Por Gabriela Orihuela
«Con todo esto que yo tenía en mis espaldas, vino un amigo de años de mi padre y mío a amenazarme, ¡quería la finca! Me dijo “esto es mío porque aquí el hombre soy yo y en tu familia ya no hay hombres”. Es cierto que no había hombres, pero quedamos las mujeres y yo iba a trabajar la tierra. Tenía casi siete meses y pico de embarazo, la otra niña mía adolescente y mi mamá con 80 años cuando me llaman una noche para preguntarme por mis animales. Para mi sorpresa ese señor les había abierto el portón y estaban en la autopista y hasta los mataba ahí mismo.
«Salí con mi barriga y su mujer me gritó que me escondiera en la casa, que él se había vuelto loco y quería matarme. Mis hermanas se movilizaron y me ayudaron a guardar a lo animales. ¡Imagina! Hubo que traer a la brigada especial de Artemisa para llevárselo. Hasta la jefa de policía quería que yo firmara una carta de advertencia y una multa de más de 300 pesos por escándalo público. El escándalo era de él, que estaba en el patio de mi casa dispuesto a acabar conmigo. No firmé nada y, por eso, estuve tres días en el calabozo. En una ocasión, fuimos hasta a juicio. Pude meterlo preso, pero no lo hice».

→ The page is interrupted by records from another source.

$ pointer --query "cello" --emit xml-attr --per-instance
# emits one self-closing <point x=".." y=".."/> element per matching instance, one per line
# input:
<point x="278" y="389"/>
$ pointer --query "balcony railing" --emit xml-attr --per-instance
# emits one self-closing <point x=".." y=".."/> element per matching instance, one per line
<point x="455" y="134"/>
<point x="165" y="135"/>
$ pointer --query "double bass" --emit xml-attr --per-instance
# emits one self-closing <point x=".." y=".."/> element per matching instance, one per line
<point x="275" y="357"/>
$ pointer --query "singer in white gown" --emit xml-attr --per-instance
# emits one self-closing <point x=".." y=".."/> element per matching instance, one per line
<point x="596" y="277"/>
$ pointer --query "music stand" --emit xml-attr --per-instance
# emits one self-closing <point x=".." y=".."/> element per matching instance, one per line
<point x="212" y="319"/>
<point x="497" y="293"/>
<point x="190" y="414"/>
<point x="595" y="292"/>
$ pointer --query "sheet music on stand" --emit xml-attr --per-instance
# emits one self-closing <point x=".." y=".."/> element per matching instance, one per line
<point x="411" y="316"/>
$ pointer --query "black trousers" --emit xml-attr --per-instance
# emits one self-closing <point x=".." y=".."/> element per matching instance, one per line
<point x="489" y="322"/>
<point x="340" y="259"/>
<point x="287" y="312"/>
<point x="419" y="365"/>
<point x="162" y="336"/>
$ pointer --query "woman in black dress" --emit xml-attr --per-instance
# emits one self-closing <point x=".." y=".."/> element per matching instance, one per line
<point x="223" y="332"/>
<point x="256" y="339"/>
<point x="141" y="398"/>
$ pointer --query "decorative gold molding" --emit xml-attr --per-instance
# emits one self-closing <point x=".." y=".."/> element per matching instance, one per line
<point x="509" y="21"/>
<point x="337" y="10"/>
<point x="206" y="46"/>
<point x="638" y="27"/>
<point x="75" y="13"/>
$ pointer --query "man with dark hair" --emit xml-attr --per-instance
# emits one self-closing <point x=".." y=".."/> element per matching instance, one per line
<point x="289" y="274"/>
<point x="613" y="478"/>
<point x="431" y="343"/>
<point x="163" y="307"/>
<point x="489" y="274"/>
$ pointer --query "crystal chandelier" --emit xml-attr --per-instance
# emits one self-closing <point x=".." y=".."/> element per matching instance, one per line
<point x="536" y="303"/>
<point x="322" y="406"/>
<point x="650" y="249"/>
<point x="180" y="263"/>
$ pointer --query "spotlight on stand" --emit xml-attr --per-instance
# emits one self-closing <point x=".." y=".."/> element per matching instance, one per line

Cada pelea de Sara se concentraba en cuidar la propiedad que el propio Fidel Castro Ruz le legó a su padre. «El Comandante nos dio una casita no muy lejos de acá para vivir y esta tierra que, inicialmente, era solo para trabajarla. Yo me quedé viviendo allá y mi papá hizo acá esta casa».
Entre disputas legales y conflictos pasaron ocho años en los que Sara no pudo obtener la propiedad de la finca de su padre. «Esta finca nunca me la pudieron quitar, pero la otra casa, sí. Aparecieron unas personas alegando que mi padre, en vida, les había vendido esa propiedad por más de 40 mil pesos cubanos convertibles y la compra y venta se había hecho verbal. ¡Qué horror! Ese dinero nunca existió, ese papel tampoco, mi padre nunca vendió nada. Así la perdí».